Нам стало дурно при одной мысли о том, что, если Ошо проведет в тюрьме еще одну ночь, он может тяжело заболеть. В течение многих лет из-за диабета он соблюдал строжайшую диету и по часам принимал лекарства. Его жизнь была подчинена строгому распорядку, который никогда не нарушался. Если Ошо не будет есть определенную пищу в назначенное время, ему будет очень плохо. Кроме того, он был астматиком и аллергиком. Он реагировал на любые сильные запахи. У него мог развиться приступ от тончайшего аромата чьих-то духов или если в зале для дискурсов повесили новые шторы. К тому же его по-прежнему мучили боли в спине – у Ошо было выпадение межпозвоночного диска, которое так и не удалось вылечить. Мы попросили, чтобы Ошо перевели в больницу.
– Ваша честь, – начал Ошо, – я хочу попросить вас об очень простой вещи… – Но судья его перебила и высокомерно велела обращаться к ней через защитника.
Ошо продолжил:
– Ваша честь, мне было очень больно спать на стальной койке. Я постоянно просил охранников что-нибудь сделать, но они не принесли мне даже подушки.
– Не думаю, что у них есть подушки, – отозвалась судья Де Лэйни.
– Спать на стальной кровати – я не могу на ней спать. Я не могу есть то, что мне дают.
Мы попросили, чтобы Ошо разрешили хотя бы оставить свою одежду, потому что от тюремной у него могла развиться аллергия.
– Нет, – последовал ответ. – Мы не можем этого допустить в целях безопасности.

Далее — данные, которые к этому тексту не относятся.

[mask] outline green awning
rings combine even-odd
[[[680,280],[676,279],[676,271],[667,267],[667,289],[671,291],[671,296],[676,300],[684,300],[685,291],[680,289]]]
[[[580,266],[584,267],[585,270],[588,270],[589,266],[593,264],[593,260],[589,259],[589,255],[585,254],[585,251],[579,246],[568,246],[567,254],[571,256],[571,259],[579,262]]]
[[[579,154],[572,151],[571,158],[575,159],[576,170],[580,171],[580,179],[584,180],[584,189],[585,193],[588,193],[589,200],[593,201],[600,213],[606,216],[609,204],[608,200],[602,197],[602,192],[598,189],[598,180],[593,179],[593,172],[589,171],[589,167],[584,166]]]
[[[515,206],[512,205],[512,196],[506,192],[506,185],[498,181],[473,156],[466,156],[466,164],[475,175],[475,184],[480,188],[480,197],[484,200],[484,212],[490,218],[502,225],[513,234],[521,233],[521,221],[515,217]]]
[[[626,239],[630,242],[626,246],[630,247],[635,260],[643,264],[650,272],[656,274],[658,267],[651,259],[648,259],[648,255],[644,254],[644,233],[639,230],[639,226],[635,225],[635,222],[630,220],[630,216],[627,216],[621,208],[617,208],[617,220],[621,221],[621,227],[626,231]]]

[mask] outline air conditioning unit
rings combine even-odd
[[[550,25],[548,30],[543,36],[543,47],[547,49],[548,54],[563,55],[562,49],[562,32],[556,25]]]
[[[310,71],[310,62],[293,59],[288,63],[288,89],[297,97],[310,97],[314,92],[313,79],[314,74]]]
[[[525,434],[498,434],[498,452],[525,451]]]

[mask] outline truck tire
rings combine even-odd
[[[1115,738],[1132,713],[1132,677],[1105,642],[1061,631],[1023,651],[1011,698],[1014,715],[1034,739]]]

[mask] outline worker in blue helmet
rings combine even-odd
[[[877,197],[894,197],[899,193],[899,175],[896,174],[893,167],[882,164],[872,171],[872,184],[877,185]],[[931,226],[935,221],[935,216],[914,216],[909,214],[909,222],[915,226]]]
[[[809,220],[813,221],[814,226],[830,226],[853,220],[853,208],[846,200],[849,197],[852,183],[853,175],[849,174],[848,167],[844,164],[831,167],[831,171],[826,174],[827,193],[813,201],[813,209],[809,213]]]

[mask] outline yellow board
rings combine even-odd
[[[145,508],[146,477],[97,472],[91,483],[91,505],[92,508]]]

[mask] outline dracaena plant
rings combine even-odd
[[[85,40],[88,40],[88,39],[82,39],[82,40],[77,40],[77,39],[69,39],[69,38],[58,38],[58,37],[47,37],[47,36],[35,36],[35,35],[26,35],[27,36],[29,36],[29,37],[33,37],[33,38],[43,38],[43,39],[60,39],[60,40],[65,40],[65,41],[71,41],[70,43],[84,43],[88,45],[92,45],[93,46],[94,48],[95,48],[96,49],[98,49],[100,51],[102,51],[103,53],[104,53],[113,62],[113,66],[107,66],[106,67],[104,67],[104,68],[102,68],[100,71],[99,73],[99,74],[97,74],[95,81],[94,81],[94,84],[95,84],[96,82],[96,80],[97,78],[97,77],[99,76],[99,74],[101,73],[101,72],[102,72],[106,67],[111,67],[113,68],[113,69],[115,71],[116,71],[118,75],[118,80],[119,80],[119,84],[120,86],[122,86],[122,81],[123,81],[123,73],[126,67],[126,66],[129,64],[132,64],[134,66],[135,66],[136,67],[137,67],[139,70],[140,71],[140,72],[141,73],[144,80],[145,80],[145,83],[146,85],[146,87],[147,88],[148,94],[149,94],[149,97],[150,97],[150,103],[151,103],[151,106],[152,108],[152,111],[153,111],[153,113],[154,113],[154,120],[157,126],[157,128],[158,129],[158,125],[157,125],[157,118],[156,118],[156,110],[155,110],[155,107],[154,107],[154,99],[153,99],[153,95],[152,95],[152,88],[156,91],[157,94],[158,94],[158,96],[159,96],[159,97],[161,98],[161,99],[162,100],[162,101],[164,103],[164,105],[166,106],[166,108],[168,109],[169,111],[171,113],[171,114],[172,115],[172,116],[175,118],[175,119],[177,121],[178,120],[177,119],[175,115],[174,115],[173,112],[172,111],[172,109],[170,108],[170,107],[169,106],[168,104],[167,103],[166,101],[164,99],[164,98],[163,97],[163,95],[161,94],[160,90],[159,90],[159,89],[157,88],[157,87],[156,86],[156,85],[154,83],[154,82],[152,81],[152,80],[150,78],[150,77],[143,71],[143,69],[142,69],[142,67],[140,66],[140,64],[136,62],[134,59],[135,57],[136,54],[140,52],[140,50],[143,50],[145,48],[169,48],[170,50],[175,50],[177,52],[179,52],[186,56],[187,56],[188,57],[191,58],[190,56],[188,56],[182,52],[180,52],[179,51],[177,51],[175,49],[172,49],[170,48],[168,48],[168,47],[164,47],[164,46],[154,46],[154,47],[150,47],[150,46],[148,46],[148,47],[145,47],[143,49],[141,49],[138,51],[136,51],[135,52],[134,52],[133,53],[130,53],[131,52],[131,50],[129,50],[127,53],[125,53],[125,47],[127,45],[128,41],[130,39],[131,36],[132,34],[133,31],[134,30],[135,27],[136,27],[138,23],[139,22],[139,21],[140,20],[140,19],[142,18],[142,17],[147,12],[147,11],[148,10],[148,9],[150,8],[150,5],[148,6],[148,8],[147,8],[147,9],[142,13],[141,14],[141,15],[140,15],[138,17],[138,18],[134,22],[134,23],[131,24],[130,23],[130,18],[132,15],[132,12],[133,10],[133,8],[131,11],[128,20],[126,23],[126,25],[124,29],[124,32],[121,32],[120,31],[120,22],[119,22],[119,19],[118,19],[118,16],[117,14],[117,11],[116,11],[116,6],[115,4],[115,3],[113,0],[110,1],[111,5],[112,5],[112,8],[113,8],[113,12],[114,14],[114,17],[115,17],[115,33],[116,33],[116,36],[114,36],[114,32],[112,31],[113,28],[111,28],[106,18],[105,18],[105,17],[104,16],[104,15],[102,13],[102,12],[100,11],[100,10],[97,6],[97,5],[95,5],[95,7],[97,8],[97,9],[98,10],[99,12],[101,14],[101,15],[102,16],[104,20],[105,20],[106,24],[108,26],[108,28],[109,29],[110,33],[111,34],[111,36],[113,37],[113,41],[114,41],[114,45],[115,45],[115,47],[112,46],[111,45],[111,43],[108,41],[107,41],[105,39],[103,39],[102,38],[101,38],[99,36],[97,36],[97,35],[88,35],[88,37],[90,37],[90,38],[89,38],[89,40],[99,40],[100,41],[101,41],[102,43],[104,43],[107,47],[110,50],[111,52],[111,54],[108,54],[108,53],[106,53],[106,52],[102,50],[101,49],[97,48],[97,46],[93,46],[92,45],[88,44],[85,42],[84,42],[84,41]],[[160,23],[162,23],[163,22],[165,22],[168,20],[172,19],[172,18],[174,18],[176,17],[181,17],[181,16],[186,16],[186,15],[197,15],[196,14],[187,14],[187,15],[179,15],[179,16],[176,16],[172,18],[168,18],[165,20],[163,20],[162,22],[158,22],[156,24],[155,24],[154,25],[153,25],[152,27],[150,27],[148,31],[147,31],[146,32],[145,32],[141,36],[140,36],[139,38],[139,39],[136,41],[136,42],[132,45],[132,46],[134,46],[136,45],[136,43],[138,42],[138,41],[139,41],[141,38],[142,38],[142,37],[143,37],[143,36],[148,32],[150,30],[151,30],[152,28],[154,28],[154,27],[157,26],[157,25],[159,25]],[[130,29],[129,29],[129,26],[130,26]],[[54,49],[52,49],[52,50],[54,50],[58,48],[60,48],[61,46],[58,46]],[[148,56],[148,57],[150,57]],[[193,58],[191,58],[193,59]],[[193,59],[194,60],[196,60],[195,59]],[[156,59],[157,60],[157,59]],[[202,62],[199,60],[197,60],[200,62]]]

Слушание было перенесено на завтра, а нас должны были отвезти в Мекленбергскую окружную тюрьму. По крайней мере, мы были избавлены от этих военных клеток. Как-то в один из последних дней своей жизни Ошо сказал лечащему врачу:
– Все это началось в военной тюрьме.
Нас отвезли в тюрьму округа Мекленберг и вновь заковали в цепи. Кандалы так больно сжали мне икры, что было трудно ходить. Ошо же все равно ходил элегантно, даже с железяками на ногах, а заметив, что мы с Вивек связаны вместе, он рассмеялся!